PEACE OFFICER & FIREFIGHTER DISABILITY RETIREMENT
Virtually all California peace officers and firefighters are entitled to enhanced disability retirement benefits in the event of permanent incapacity for duty resulting from an on-the-job injury. The disability retirement benefits to which an employee is entitled depend on the system to which he/she belongs; his/her job classification; the employer’s agreement with the retirement system; the collective bargaining agreement; and the circumstances from which entitlement arises. The applicable procedure varies, according to the particular system of which he/she is a member. There are significant differences. We have successfully represented peace officers and firefighters before the Alameda County Employees’ Association (ACERA); Contra Costa County Retirement Association (CCCRA); CalPERS; San Francisco Employees’ Retirement System (SFERS); and San Mateo County Employees’ Retirement Association (SamCERA).
Because of the complexity of the retirement laws and procedures, we encourage peace officers and firefighters with career-threatening injuries to consult an attorney before filing for an industrial retirement.
Who may apply?
CHP officers, deputy sheriffs, state and local peace officers, and firefighters incapacitated for the performance of duty as the result of an industrial disability may apply for an Industrial Disability Retirement (Service-Connected Disability Retirement, for county members), regardless of age or length of service.
Generally, to receive an industrial disability retirement, one must apply PRIOR to termination of service, withdrawal of contributions, or ordinary service retirement. There are some exceptions.

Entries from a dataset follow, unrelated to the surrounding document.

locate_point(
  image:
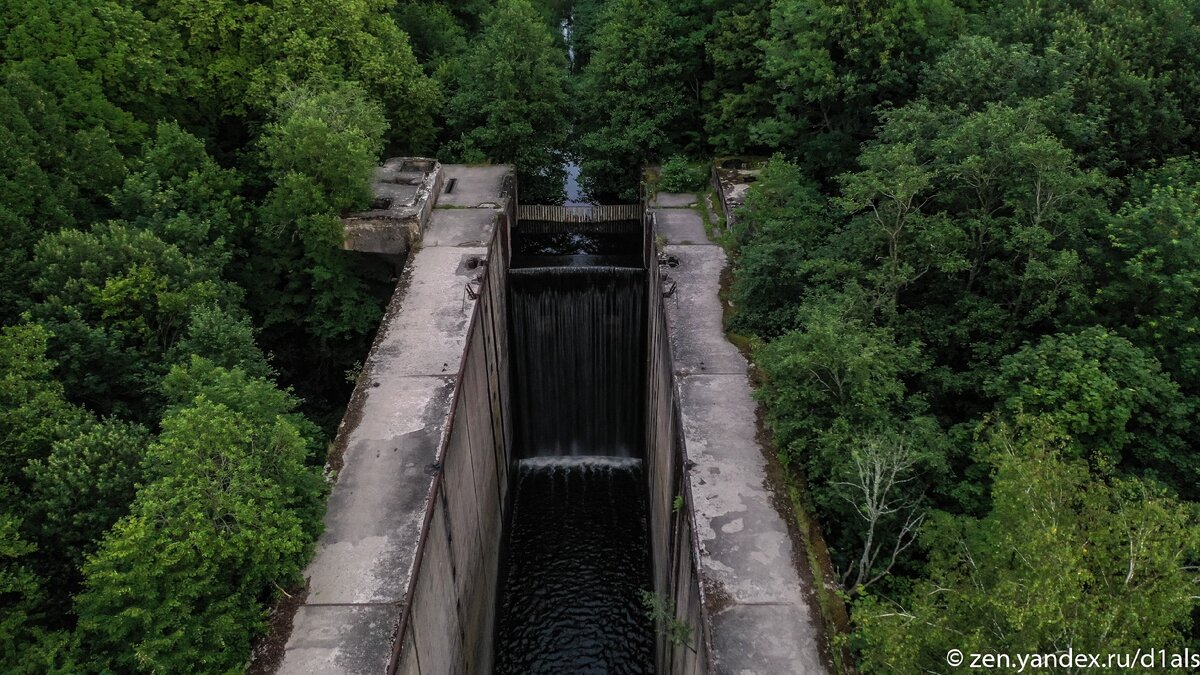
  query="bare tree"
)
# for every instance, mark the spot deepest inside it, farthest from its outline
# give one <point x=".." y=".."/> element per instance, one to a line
<point x="883" y="466"/>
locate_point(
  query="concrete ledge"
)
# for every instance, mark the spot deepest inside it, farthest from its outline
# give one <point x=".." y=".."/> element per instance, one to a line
<point x="760" y="613"/>
<point x="365" y="568"/>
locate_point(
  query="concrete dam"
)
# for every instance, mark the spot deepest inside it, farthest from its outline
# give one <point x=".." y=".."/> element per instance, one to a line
<point x="550" y="463"/>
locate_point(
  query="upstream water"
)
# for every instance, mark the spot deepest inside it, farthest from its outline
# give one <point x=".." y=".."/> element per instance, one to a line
<point x="575" y="196"/>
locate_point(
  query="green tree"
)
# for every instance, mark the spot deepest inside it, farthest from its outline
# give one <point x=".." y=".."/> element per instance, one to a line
<point x="1066" y="559"/>
<point x="635" y="105"/>
<point x="34" y="411"/>
<point x="833" y="63"/>
<point x="510" y="102"/>
<point x="736" y="97"/>
<point x="1109" y="396"/>
<point x="331" y="136"/>
<point x="1151" y="286"/>
<point x="117" y="300"/>
<point x="228" y="515"/>
<point x="77" y="493"/>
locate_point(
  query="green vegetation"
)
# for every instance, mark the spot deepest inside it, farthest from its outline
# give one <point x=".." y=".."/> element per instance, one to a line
<point x="177" y="315"/>
<point x="969" y="275"/>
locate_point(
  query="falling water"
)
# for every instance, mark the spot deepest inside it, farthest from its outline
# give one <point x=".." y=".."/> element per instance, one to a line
<point x="576" y="563"/>
<point x="577" y="359"/>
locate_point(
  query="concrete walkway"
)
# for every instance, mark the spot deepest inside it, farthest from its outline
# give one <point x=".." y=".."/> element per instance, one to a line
<point x="761" y="614"/>
<point x="360" y="574"/>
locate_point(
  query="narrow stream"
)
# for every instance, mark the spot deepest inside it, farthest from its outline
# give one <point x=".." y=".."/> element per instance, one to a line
<point x="575" y="196"/>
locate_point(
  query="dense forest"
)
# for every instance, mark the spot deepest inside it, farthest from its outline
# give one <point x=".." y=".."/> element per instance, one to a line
<point x="970" y="276"/>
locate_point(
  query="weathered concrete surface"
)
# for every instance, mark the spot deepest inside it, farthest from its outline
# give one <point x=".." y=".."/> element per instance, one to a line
<point x="360" y="575"/>
<point x="405" y="191"/>
<point x="761" y="616"/>
<point x="682" y="226"/>
<point x="460" y="227"/>
<point x="675" y="199"/>
<point x="474" y="186"/>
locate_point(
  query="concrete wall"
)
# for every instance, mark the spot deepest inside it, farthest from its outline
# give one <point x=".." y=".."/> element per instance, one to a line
<point x="448" y="625"/>
<point x="673" y="544"/>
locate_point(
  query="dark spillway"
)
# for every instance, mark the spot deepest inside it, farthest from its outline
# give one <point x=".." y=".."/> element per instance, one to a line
<point x="577" y="358"/>
<point x="576" y="555"/>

When must an application be made?
Application for retirement may be made by the member; his/her employer; or anyone acting on his/her behalf. An application for retirement must be made:
1. While in service or absent on military leave;
2. Within four months of discontinuance of service, or while on an approved leave of absence;
3. While the member is physically or mentally incapacitated to perform duties from the date of discontinuation of service to the time of application.
What is the amount of the disability retirement allowance?
The Industrial Disability Retirement Allowance is generally 50% of the member’s final compensation, or the amount of the service retirement allowance, if that is greater for members over age 50.
What is disability?
To qualify for an Industrial Disability Retirement, a public safety member must demonstrate an “incapacity for performance of duty.” The courts have defined “incapacity” as a substantial inability to perform the duties of one’s position. However, a fear of future incapacity has been held not to be a present and permanent incapacity.
What effect does permanent light duty have on a retirement application?
A few California public safety and fire departments offer their employees “permanent light duty” in lieu of disability retirement. If the employer makes such an offer and the employee refuses the position, a disability retirement will normally be denied if:
1. There is a uniform program of light duty available to all similarly-disabled employees; and
2. The light duty is in the same classification for which one is otherwise disabled, and carries equal pay, equal benefits, and equal promotional opportunity.
What is the procedure for applying for disability retirement?
The procedure for application for disability retirement depends on whether the employee works for the state; a local governmental entity; or a county, which is governed by the county retirement system pursuant to the 1937 County Employees’ Retirement Law.
If the safety member is a state employee, the application is submitted directly to CalPERS. Its Benefit Applications Services Division gathers the medical information from the employer and makes a determination about the existence of incapacity.
For local safety members of CalPERS, the employer or the employee may make application for disability retirement to CalPERS. The local safety employer makes the initial determination of incapacity. If the local safety employer denies the disability retirement, the member is entitled to a hearing conducted by a state administrative law judge.
For safety members under the County Employees’ Retirement System, application for disability retirement (Service-Connected Disability Retirement) is made directly to the County Employees’ Retirement System. Each system has slightly different procedures and administrative rules, but each system is required by law to provide the applicant with an administrative hearing on disputed issues. Issues such as substantial incapacity for duty, and whether a disability is service-connected, are determined by the Board of the Retirement System only. The Workers’ Compensation Appeals Board has no jurisdiction over issues arising under the County Employees’ Retirement Law.